Özyaşamöyküsünü kaleme alacak olan Alex Haley’e şöyle der Malcolm X bir gün:“Dostum, tarihin en büyük liderlerinden çoğunun ölüp gidinceye dek hiç tanınmadığını fark ettin mi hiç!”
Ege Görgün (Landlord)
Farklı etnik kökenlerden gelen halklardan oluşan milletlerde yaşanan anlaşmazlıklar, gerginlikler hatta çatışmaların harı gerek içten gerek dıştan gelen provokatif müdahalelerle artırılıyor olsa da, bu sürecin asıl kaynağının çoğunlukla kapitalist temelli sosyal düzen ve zafiyetlerle bezeli insan ruhu olduğuna inanıyorum. Meseleye böyle yaklaşınca bu tür sorunlara çözüm bulmanın ne kadar güç olduğu ortaya çıkıyor.
Modern zamanlarda ayrımcılığın yol açtığı aşağılanmalara, insanlık dışı fiziksel ve psikolojik şiddetle gelen acılara Afrika kökenli Amerikalılar’dan daha fazla maruz kalan bir toplum yoktur herhalde. Ataları tüm köklerinden koparılarak Kara Kıta’dan ABD’ye getirildi ve çoğu hayatları boyunca korkunç şartlarda köle olarak çalıştırıldı. 20. yüzyılda süper güç haline gelen ABD’nin temellerine atılan harcta onların terleri, onların kanları vardı.
Siyahi toplum bunun karşılığını nasıl aldı peki? 1950’lerde hala beyazların gittiği lokanta ve cafelere gidemiyorlar, toplu taşıma araçlarında beyazların koltuklarına oturamıyorlardı. Bugün ise ABD başkanlık koltuğunda bir zenci oturuyor. (Bundan daha şaşırtıcı olansa tüm yaşananlara rağmen zencilerin gururla “Amerikalı” olduklarını söylemekte bir beis görmemesi ve çoğu Amerikan değerine en az bir beyaz kadar sahip çıkması.) Elbette bu noktaya hiç kolay gelinmedi. Bu uğurda pek çok siyahi Amerikalının kanı aktı. Ve Malcolm X onların en önemlilerinden biriydi.

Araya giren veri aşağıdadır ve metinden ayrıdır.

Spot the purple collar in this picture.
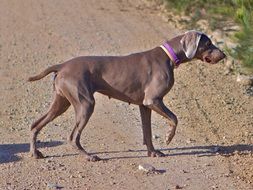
[160,42,180,67]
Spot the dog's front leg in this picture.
[139,105,164,157]
[144,99,178,144]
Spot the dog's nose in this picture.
[222,52,227,59]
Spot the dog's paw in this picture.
[148,150,165,157]
[31,150,45,159]
[86,155,101,162]
[165,133,175,145]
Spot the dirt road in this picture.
[0,0,253,190]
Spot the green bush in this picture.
[164,0,253,71]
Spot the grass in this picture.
[164,0,253,73]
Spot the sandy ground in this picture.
[0,0,253,190]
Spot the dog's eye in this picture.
[206,41,212,46]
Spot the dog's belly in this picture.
[96,82,144,105]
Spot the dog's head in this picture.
[180,31,226,64]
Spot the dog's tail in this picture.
[28,65,62,82]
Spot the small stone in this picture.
[138,164,156,172]
[236,74,253,86]
[47,183,63,189]
[152,135,160,139]
[175,185,183,189]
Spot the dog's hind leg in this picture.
[69,95,100,161]
[30,93,70,158]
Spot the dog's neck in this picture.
[167,35,189,64]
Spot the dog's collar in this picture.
[160,42,180,67]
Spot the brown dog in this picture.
[29,31,225,161]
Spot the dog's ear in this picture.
[180,31,202,59]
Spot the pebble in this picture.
[47,183,63,189]
[152,135,160,139]
[175,185,183,189]
[236,75,253,86]
[138,164,156,172]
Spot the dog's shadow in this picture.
[0,141,253,164]
[92,144,253,160]
[0,141,63,164]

Malcolm X daha 21 yaşına varmadan iki eyalette hırsızlıktan iki kez hüküm giymiş, dört kez üst üste 8 ila 10 ve üç kez üst üste 6 ila 8 yıl ceza yemişti. Hapishanede İslam dinini kabul eden ve okuduğu kitaplarla kendini geliştiren Malcolm tahliye olduğunda ABD’de güçlü bir konuma ulaşacak İslam Cemaati’nin lideri Elijah Muhammet’in önemli vaizlerinden biri oldu. Kısa zamanda kalabalıkların dikkatini çeken, dolayısıyla düşmanları çoğalan Malcolm, liderinin bir sapkın olduğunu keşfettinde cemaaten ayrılıp kendi yolunu çizmeye karar verdi. Ama artık yalnızca beyaz değil, zenci düşmanları da çok fazlaydı. Malcolm X 21 Şubat 1965’te New York’ta çok sayıda kurşunun hedefi olarak hayatını kaybetti. Tetiği çekenler onunla aynı renkteydi ama çektirenler arasında muhakkak ki beyazlar da vardı. Hatta belki derin devletin maşası olmuş polis ve FBI…

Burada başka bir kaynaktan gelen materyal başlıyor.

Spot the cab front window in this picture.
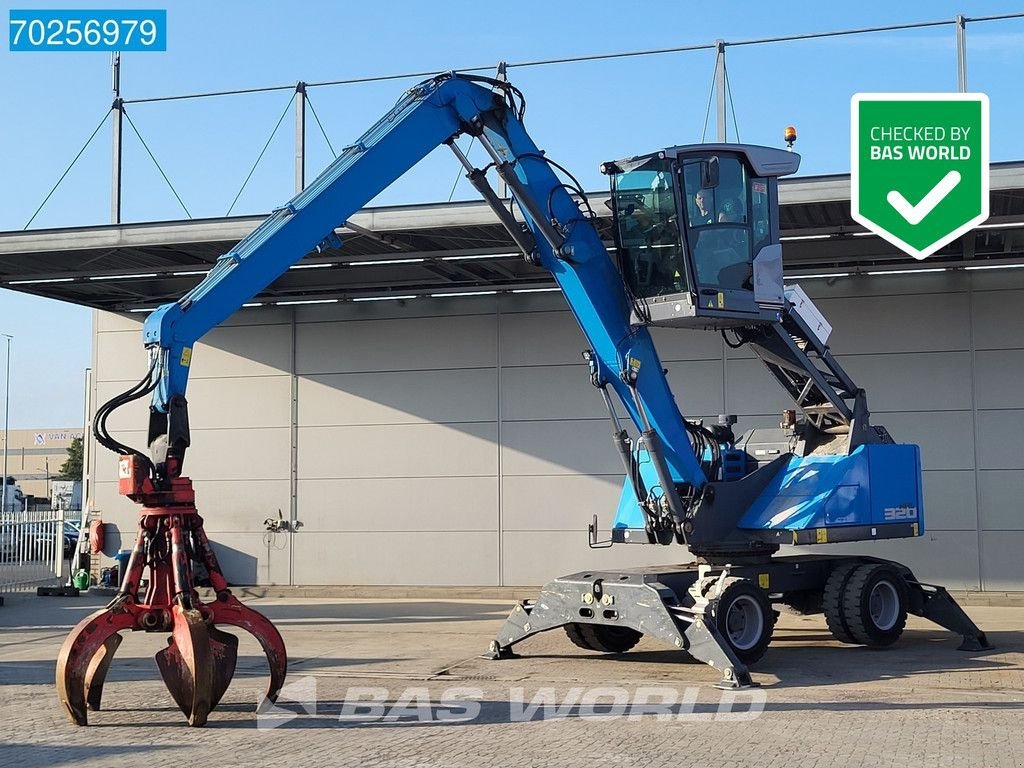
[611,158,686,298]
[682,155,767,291]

Everest Çizgi’den çıkan Çizgilerle Yaşam serisinin ilk üç kitabından biri olan Malcolm X’i (diğerleri Che ve Troçki) Andrew Helfer yazmış, Randy Burke resimlemiş. Yalnızca ABD tarihine değil, “devrimler tarihine” damgasını vuran bu siyahi devrimcinin hayatını ve mücadelesini ana hatlarıyla öğrenmek için ideal bir kaynak.